12News filed a public information request and found out how much BISD spent on meals during board meetings this past year at taxpayer expense. We decided to look into this after a meeting we covered in May. Several board members were meeting with representatives from the teachers' associations.

We found it ironic that the topic was teacher layoffs in order to cut expenses, yet money had been spent on food for a meeting that lasted less than an hour.

So we decided to dig deeper.

It seems board trustees are fans of Tony's Barbecue, having spent more than $2,500 there between August 2013 and May of this year. Twice in the month of October, which is also the month BISD spent the most on board meals, almost $2,000.

12News obtained menus and invoices for the 10-month period that made up the 2013-14 school year by filling out a Freedom of Information request.

We found that at most meetings, BISD did not just feed the seven board members and Superintendent Timothy Chargois, Ed.D, taxpayers footed the bill for 30 people. Each meal ranging in price from $15 to $30 a person.

In our request, we asked the district who was being fed, but we never received that part of the request.

However, a source told us that before Dr. Chargois became superintendent, the superintendent's cabinet began being fed.
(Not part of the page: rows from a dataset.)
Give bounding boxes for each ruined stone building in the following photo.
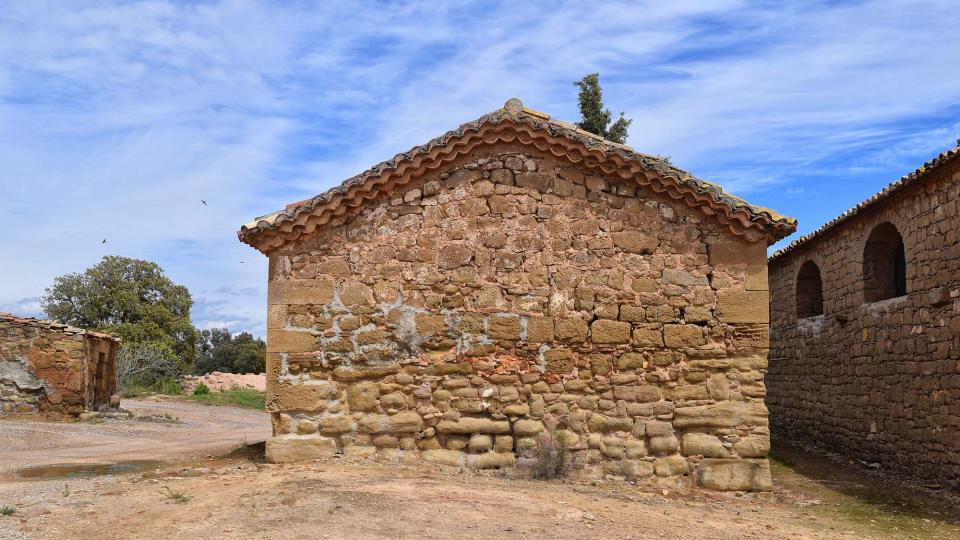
[0,313,120,416]
[239,99,795,490]
[767,141,960,489]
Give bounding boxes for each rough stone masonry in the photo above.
[239,100,795,490]
[767,141,960,491]
[0,313,120,417]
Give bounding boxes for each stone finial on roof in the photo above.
[503,98,523,116]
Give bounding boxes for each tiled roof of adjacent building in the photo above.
[238,98,796,252]
[0,312,120,341]
[769,139,960,261]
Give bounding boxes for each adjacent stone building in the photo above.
[239,100,795,490]
[0,313,120,417]
[767,141,960,490]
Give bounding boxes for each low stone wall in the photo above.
[0,314,118,415]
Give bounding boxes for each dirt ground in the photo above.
[0,399,270,472]
[0,403,960,539]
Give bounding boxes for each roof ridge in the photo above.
[238,98,796,249]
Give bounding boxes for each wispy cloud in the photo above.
[0,0,960,333]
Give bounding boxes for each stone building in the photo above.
[767,141,960,490]
[239,99,795,490]
[0,313,120,416]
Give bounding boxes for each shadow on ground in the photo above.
[770,441,960,538]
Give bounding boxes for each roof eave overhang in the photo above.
[238,102,796,254]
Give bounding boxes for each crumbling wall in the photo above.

That was about seven people, and we're told after Chargois took over, he added police officers, who were working the meeting, to the list.
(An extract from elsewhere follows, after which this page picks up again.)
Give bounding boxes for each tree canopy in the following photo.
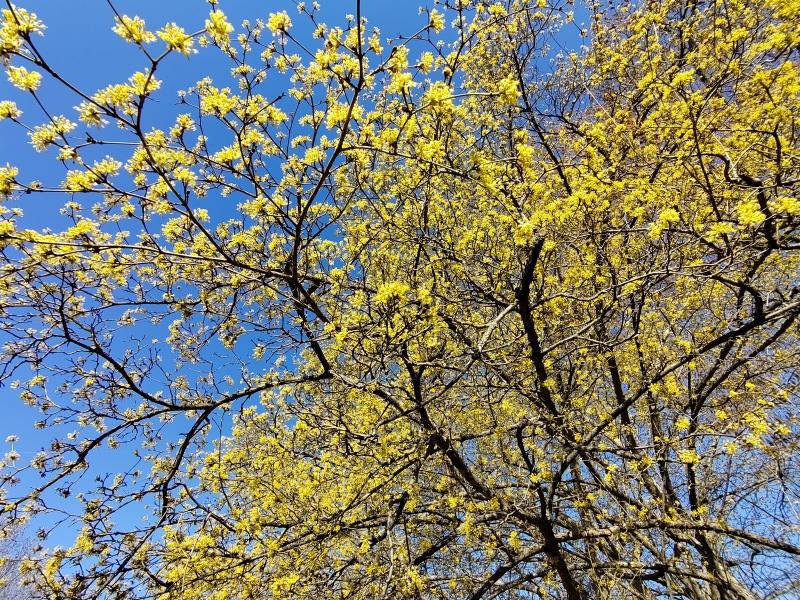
[0,0,800,600]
The menus are considered elaborate by those familiar with what's served in other districts.

For the August 15, 2013 board meeting, ribeye steaks were served. The total cost of that meal to taxpayers was $840.

Trustee Gwen Ambers, who is the board president, said, "I don't think that you would call meals that we eat fancy or elaborate."

There were also theme dinners. In October, for Hispanic Heritage Month, there were beef and cheese enchiladas and beef fajitas and all the fixings. The cost was $600.

For Black History Month in February, fried chicken and neck bones were on the menu, That meal was $750. The board also celebrated Thanksgiving during their November board meeting, but not just with turkey, fried pork chops were also an option, that was another $750 tab.

March also offered board members and option of chicken fried steak and roasted pork loin, and in April, a seafood lovers menu of fried shrimp, fish and shrimp scampi.

In January, the board celebrated itself with a board appreciation reception spending $175 on cookies and punch, then later that evening a board appreciation dinner costing $500, with the main course of chuck roast and more dessert, pound cake with whipped cream and fresh berries.

When we added up the bills on how much the board spent on meeting meals this past school year, the grand total was $14,632.50. But when you add in the $2,742.01 in overtime to prepare the meals, taxpayers paid a total of $17,374.51.

Ambres told us she really doesn't consider this an issue, saying it's only fair to feed people who have been at work all day and heading straight into a meeting.

Ambres said, "That's a little too much under the microscope, I just don't think it's that big a deal for people who have been on the job from seven o'clock in the morning to maybe 11 in the night, and I don't think this is that big a deal."

We did check with other school districts and the cost is not even close.

Port Arthur ISD feeds just its board at meetings at an annual cost of $3,000. Galveston ISD does the same at $2,500 a year. Neither school has labor costs.

And we also checked with Nederland PN-G school districts. They say they feed the board two or three times a year, usually sandwich trays during budget workshops.

We also checked with the Texas Education Agency about board meals. Spokeswoman DeEtta Culbertson told us it's really a local issue up to the individual districts.

But she also said, "The TEA is working very diligently. It's very important to get our board of managers into the Beaumont ISD, so that they can get a lot of issues resolved and get the district to where it's the pride of the community."

Culbertson also told us that the TEA doesn't provide meals for state board of education meetings.